Bij de beoordeling van de klachten stelt de Hoge Raad het volgende voorop.
Indien een beroepschrift niet voor het einde van de termijn als bedoeld in artikel 6:7 Awb, in samenhang gelezen met artikel 6:9 Awb, is ontvangen, kan het beroep op die grond niet-ontvankelijk worden verklaard (artikel 6:6 Awb).

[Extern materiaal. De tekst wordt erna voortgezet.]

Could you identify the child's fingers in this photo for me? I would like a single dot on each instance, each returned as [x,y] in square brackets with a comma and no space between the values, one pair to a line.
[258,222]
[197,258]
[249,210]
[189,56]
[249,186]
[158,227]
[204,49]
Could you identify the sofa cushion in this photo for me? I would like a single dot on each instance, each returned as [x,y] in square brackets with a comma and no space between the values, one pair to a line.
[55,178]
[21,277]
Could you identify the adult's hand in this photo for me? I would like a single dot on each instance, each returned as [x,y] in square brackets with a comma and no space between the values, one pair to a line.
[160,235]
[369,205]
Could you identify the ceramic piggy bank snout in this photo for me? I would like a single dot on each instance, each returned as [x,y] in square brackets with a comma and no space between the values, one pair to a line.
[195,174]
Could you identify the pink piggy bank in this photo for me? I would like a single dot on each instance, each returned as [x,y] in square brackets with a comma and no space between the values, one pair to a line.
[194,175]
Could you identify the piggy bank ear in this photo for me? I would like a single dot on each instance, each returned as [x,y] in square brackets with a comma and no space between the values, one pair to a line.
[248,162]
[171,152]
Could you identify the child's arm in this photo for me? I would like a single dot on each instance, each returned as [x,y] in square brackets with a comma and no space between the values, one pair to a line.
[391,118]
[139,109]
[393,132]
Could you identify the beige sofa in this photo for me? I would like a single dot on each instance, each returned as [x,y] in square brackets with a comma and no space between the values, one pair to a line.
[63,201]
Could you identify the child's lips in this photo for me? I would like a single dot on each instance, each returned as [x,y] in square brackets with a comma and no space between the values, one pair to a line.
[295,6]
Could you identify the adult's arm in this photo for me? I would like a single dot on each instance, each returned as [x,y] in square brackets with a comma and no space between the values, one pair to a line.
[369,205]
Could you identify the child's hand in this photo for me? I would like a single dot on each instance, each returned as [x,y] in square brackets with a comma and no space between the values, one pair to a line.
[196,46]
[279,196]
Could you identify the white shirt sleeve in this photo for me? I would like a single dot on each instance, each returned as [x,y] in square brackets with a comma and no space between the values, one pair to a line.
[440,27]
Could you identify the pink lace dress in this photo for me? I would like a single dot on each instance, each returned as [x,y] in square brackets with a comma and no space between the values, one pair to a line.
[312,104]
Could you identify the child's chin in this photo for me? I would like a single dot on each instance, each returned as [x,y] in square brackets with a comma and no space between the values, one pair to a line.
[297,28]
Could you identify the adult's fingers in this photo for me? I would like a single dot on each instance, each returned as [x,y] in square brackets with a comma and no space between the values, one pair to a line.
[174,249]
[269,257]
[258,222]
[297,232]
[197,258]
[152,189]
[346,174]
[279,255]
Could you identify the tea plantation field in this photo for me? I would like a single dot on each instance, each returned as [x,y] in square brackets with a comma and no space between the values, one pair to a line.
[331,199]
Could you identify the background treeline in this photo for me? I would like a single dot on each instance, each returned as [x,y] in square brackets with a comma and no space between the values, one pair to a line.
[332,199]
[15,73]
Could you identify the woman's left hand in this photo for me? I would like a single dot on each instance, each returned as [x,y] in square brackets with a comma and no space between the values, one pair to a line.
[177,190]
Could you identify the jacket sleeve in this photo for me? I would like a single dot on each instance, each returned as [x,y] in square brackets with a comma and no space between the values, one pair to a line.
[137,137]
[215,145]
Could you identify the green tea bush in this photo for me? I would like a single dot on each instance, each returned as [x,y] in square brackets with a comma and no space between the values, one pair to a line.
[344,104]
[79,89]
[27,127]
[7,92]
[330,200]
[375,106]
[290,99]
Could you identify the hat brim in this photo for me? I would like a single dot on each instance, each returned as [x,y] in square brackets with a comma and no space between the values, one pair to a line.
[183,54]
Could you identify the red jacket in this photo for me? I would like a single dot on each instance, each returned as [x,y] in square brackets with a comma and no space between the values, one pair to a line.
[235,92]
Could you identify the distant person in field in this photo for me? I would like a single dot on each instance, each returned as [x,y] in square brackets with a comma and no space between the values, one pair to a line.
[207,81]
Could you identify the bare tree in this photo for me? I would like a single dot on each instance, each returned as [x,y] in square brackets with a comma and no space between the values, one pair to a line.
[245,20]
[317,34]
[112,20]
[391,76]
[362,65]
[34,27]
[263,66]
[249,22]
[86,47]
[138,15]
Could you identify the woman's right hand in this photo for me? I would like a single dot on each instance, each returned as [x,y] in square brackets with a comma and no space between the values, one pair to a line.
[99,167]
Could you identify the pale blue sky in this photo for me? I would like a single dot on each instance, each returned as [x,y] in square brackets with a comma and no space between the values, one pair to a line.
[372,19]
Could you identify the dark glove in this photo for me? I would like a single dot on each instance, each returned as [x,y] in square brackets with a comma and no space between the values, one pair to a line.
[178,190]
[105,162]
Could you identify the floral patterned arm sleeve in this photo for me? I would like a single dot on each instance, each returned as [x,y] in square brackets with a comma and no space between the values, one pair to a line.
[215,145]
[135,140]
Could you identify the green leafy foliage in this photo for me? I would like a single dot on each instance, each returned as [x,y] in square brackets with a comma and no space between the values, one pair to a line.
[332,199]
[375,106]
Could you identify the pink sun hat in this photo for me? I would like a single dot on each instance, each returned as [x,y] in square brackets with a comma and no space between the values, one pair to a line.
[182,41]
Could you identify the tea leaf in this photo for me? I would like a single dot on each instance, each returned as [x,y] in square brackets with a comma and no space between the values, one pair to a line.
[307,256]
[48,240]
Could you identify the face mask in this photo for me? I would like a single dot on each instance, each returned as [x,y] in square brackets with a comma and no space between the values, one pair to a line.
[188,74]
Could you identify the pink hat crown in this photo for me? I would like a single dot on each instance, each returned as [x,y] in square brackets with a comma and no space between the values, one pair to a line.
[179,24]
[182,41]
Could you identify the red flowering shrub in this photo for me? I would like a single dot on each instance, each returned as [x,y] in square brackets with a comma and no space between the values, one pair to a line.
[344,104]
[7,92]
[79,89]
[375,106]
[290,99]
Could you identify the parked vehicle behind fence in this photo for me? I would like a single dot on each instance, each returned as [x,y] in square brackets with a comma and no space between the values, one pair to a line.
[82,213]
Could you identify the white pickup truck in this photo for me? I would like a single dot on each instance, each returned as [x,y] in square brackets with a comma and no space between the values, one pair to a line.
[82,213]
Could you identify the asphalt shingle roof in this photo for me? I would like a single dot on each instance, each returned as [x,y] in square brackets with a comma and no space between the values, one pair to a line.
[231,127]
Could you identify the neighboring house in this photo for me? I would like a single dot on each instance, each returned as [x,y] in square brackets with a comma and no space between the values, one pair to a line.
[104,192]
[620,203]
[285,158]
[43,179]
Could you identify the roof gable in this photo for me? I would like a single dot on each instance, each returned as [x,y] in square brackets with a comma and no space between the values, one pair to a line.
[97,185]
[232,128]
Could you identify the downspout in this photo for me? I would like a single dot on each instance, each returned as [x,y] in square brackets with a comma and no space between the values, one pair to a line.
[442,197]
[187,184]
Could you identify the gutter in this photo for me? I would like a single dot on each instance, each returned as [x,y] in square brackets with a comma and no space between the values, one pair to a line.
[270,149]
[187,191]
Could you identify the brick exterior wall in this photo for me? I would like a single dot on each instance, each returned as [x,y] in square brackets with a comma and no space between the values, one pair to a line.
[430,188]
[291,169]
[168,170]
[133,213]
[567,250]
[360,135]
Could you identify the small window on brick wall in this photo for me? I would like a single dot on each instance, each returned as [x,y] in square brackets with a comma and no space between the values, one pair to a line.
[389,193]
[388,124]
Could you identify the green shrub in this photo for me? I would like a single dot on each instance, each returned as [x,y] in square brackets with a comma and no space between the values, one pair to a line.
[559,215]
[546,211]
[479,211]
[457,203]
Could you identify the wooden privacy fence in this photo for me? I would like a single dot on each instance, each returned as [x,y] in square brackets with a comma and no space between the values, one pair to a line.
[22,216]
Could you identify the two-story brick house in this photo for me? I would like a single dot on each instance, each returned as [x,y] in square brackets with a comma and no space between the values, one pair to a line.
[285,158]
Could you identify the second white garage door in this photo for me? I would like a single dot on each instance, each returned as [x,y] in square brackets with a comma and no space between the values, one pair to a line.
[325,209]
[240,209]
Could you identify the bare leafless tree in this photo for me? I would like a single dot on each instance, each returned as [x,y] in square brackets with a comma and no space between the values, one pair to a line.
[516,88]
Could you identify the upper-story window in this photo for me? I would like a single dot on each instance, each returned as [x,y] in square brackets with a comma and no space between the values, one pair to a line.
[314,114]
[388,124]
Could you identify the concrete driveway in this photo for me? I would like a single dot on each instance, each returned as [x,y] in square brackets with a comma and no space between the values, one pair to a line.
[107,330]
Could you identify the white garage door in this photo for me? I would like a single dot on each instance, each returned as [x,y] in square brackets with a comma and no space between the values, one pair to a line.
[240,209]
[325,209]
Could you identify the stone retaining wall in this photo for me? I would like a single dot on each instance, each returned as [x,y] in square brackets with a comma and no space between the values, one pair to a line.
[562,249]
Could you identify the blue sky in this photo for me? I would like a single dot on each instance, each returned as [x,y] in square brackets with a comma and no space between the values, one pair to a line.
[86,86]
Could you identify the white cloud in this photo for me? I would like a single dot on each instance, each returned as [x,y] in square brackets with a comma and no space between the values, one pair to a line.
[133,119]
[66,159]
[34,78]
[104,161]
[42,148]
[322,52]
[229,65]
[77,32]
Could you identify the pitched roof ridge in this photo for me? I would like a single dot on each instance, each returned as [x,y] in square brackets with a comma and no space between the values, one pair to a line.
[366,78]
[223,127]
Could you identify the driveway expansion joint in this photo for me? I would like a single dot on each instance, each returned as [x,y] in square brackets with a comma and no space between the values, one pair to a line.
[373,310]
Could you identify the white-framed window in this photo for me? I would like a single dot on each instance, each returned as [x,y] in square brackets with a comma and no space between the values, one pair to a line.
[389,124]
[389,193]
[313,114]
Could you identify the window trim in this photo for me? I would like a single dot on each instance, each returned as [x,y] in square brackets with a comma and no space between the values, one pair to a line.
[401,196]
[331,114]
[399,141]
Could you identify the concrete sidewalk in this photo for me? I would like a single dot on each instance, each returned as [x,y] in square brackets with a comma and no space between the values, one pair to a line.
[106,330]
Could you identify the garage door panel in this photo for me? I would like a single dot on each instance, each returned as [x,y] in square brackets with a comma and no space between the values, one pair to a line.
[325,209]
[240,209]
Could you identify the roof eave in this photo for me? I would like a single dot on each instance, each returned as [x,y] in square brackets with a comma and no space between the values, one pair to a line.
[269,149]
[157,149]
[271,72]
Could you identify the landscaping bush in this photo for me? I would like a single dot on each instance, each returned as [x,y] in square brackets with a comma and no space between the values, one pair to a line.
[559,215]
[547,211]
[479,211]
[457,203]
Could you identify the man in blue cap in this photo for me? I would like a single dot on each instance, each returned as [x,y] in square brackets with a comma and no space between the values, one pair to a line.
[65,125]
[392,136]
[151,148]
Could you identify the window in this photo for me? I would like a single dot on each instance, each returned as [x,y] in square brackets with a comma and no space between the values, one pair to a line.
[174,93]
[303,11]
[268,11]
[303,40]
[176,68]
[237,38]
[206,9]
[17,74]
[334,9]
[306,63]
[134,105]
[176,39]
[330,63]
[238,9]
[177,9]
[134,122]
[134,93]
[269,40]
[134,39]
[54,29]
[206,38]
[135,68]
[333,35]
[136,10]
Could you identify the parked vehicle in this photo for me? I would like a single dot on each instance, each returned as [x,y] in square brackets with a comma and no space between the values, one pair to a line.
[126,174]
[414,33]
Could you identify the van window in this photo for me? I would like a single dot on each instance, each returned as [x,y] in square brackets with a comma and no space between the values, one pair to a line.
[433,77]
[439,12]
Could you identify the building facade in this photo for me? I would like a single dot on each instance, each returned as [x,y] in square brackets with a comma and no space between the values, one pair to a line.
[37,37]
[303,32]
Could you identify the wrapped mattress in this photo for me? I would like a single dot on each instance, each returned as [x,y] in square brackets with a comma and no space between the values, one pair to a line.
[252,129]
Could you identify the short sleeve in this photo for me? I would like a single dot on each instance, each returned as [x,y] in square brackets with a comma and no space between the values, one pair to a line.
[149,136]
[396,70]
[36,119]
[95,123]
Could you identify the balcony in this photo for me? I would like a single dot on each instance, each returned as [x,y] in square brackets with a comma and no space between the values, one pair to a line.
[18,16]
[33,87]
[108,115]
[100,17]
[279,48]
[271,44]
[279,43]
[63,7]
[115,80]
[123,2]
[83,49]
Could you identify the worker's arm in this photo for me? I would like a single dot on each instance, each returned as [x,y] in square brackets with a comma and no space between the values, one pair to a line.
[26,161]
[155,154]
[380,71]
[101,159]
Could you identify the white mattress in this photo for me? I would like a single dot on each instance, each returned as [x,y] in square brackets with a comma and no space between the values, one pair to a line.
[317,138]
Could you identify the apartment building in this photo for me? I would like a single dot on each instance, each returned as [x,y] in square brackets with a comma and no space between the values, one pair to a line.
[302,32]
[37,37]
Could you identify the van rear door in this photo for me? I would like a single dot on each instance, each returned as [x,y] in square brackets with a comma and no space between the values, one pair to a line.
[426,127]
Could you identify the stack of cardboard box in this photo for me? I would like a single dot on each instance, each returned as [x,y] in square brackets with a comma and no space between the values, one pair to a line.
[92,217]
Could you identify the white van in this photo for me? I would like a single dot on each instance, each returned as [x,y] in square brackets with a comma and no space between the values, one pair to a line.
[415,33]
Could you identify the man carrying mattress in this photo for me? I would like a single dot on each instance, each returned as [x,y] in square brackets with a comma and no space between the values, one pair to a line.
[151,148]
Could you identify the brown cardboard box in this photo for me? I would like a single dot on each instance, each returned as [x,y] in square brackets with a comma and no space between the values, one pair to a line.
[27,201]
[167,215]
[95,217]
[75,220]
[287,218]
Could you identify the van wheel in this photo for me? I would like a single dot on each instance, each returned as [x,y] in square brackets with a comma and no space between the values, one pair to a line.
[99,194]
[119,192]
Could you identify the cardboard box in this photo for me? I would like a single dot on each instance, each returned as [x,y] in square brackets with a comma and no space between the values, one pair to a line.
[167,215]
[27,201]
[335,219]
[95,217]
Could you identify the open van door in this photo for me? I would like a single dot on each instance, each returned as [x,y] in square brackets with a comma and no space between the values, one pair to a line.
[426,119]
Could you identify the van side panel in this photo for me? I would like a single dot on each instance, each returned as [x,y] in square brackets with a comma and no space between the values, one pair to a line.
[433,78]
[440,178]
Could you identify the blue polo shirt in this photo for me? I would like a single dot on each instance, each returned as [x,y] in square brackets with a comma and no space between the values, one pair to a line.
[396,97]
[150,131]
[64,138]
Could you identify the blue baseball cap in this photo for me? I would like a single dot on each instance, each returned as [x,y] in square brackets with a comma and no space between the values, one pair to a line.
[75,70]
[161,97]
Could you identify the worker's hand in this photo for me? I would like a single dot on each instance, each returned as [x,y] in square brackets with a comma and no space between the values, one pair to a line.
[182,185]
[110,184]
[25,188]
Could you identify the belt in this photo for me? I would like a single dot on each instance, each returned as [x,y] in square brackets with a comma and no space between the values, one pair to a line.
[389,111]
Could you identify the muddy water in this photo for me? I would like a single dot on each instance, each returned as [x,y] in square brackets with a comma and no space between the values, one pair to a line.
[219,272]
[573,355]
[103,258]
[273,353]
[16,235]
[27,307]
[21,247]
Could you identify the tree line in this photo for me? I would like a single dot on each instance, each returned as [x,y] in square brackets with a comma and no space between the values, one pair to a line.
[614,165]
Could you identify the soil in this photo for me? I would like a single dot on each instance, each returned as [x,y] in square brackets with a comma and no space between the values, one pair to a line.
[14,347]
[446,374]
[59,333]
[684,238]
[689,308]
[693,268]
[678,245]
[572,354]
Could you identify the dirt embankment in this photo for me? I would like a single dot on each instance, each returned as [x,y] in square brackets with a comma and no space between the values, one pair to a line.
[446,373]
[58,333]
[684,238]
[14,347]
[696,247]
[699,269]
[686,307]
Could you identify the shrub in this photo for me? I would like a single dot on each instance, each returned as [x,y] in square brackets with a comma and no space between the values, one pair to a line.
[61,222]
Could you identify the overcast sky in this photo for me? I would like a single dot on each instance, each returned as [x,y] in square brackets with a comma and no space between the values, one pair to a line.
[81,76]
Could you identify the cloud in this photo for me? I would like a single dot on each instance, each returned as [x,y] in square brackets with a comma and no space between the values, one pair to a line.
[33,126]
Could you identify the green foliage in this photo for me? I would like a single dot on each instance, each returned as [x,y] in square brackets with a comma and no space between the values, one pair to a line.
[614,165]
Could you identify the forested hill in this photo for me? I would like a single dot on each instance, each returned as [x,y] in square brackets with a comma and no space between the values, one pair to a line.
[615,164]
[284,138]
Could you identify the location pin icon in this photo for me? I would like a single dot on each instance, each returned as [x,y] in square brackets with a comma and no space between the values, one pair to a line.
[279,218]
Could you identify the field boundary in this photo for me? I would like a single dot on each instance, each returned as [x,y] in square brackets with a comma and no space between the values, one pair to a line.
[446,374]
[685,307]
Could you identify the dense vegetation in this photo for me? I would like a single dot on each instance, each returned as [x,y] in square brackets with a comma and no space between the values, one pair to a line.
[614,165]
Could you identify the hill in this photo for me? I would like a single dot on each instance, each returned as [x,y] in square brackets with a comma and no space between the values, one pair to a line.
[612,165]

Volgens artikel 6:11 Awb blijft ten aanzien van een na afloop van de termijn ingediend beroepschrift niet-ontvankelijkverklaring op die grond achterwege indien redelijkerwijs niet kan worden geoordeeld dat de indiener in verzuim is geweest. In geval van indiening van een beroepschrift is daarvan sprake indien:(i) de belanghebbende pas na het verstrijken van de termijn een beroepschrift heeft ingediend als gevolg van een hem niet toe te rekenen omstandigheid, en tevens (ii) de belanghebbende, nadat die omstandigheid zich niet langer voordeed, het beroepschrift heeft ingediend zo spoedig als dit redelijkerwijs kon worden verlangd.1
Of artikel 6:11 Awb van toepassing is, moet per geval worden beoordeeld, waarbij het erop aankomt of van deze belanghebbende onder de gegeven omstandigheden in redelijkheid kon worden gevergd om tijdig beroep in te stellen.2
Verder biedt de term “redelijkerwijs” in artikel 6:11 Awb het bestuursorgaan en de bestuursrechter enige ruimte om in gevallen waarin de verwijtbaarheid met betrekking tot de niet-tijdige indiening van het beroepschrift gering is, die termijnoverschrijding niet aan de indiener toe te rekenen. Of sprake is van geringe verwijtbaarheid is afhankelijk van de omstandigheden van het geval. Daarbij kunnen factoren zoals de hoedanigheid en de mate van deskundigheid van de indiener een rol spelen, en kan ook betekenis toekomen aan andere factoren zoals de informatie die het bestuursorgaan aan de indiener heeft verstrekt en de voortvarendheid waarmee de betrokkene alsnog bezwaar of beroep heeft ingesteld.3
Uit de uitspraak van de Rechtbank valt niet op te maken of de Rechtbank heeft beoordeeld of in de situatie van belanghebbende de verwijtbaarheid met betrekking tot de niet-tijdige indiening van het beroepschrift als gering moet worden beschouwd in het licht van hetgeen hiervoor in 3.2.5 is uiteengezet, en de termijnoverschrijding in verband daarmee niet aan belanghebbende moet worden toegerekend. Indien de Rechtbank ervan is uitgegaan dat in geval van geringe verwijtbaarheid de niet-tijdige indiening van het beroepschrift zonder meer aan de betrokkene moet worden toegerekend, is zij uitgegaan van een onjuiste rechtsopvatting. Indien de Rechtbank van de juiste rechtsopvatting is uitgegaan, is het oordeel dat hetgeen belanghebbende daaromtrent in beroep heeft aangevoerd geen aanleiding is om anders te oordelen over de ontvankelijkheid van het beroep, onvoldoende gemotiveerd. De klachten slagen daarom.
Gelet op hetgeen hiervoor in 3.3. is overwogen, kan de uitspraak op het verzet niet in stand blijven. De Hoge Raad kan het verzet afdoen. Het verzet dient gegrond te worden verklaard en de Rechtbank zal de ontvankelijkheid van het beroep opnieuw, met inachtneming van dit arrest, moeten beoordelen.